Pero si, por el contrario, lograra establecerse con total certeza que las ECM acontecen durante el estado de muerte cerebral y, a la vez, que en dicho estado no hay actividad encefálica alguna, ello supondría una objeción insalvable para el paradigma neurocientífico dominante en la actualidad (monismo materialista). Semejante situación no sólo obligaría a su revisión, sino que abriría la posibilidad a su sustitución por otro más adecuado, de corte dualista, tal como propone, por ejemplo, el neurobiólogo John Eccles (Popper y Eccles, 1980). Semejante cambio de paradigma acerca de nuestra comprensión del cerebro, la mente y su interacción tendría, obviamente, consecuencias de enorme trascendencia para los más diversos campos del saber y la cultura actuales.
Todo ello, además de incidir sobre el problema de la definición de “muerte”, obliga a replantear las viejas y profundas cuestiones filosóficas y religiosas acerca de qué son el yo y el cerebro, cuál su relación, qué les sucede cuando morimos y qué nos cabe esperar tras la muerte. Aparentemente la experiencia tiene dos periodos, el primero es la vivencia del fenómeno y el segundo la trascendencia.
Parece que la ECM conduce a cambios positivos en la vida, pero también a grandes trastornos que plantean la cuestión de la atención terapéutica de los pacientes que experimentaron una ECM.

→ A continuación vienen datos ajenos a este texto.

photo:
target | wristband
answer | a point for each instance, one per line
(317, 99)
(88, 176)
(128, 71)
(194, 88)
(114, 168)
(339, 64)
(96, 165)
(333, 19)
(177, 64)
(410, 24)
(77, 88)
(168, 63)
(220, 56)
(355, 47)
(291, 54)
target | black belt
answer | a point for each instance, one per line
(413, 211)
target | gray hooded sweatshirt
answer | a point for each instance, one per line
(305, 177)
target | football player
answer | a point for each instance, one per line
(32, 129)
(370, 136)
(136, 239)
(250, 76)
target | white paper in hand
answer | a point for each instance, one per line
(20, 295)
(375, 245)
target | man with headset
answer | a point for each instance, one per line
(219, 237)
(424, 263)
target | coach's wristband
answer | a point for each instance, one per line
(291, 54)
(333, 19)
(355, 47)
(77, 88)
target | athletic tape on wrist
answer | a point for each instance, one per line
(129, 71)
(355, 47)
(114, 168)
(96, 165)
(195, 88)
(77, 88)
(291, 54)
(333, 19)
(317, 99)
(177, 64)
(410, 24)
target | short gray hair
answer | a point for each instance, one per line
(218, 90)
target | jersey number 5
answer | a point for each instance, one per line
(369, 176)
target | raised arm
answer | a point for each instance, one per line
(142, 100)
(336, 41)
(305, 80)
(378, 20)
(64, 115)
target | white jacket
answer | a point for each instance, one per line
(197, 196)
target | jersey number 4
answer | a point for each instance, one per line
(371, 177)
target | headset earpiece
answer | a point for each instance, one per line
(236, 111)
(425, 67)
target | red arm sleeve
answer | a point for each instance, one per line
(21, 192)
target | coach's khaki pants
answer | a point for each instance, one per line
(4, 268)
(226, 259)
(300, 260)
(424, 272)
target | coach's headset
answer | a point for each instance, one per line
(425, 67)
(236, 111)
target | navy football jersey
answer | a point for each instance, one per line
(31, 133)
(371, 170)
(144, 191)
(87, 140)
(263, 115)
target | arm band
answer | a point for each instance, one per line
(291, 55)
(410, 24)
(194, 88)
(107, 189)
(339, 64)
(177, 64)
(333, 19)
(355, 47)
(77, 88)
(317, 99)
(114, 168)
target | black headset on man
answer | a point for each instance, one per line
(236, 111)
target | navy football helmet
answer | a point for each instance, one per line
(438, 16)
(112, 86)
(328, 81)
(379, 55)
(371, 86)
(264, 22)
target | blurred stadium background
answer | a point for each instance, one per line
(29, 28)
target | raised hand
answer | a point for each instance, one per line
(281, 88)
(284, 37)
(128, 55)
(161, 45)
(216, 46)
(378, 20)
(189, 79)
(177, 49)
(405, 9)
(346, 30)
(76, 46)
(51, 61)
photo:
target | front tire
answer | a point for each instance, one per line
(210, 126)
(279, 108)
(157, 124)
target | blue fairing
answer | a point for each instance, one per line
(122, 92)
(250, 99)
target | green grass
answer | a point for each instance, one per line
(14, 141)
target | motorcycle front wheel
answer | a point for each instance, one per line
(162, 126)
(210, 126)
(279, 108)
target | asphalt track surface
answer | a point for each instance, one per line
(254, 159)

Las ECMs a menudo cambian los valores de los participantes, disminuyen su temor a la muerte y le dan a sus vidas un nuevo significado. Conducen a un cambio de conciencia centrada en el ego a otra, mayor empatía, menor interés en los símbolos de estatus y posesiones materiales y una conciencia espiritual más profunda. No promueven necesariamente una tradición religiosa o espiritual en particular sobre otras, pero sí hacen fomentar el crecimiento espiritual general.
Quedan importantes preguntas sin respuesta. La importancia y el significado de estas experiencias; sus correlaciones neurales y fisiológicas subyacentes; el impacto psicológico positivo en humanos y la relación de la conciencia junto con la actividad cognitiva y mental y los estados cerebrales durante el proceso fisiológico de la muerte.
En cualquier caso, está claro que la ciencia ha encontrado finalmente el modo de hacer suyo también el problema de la relación mente-cerebro durante el trance de morir, una cuestión reservada hasta ahora a la fe religiosa y a la racionalidad filosófica.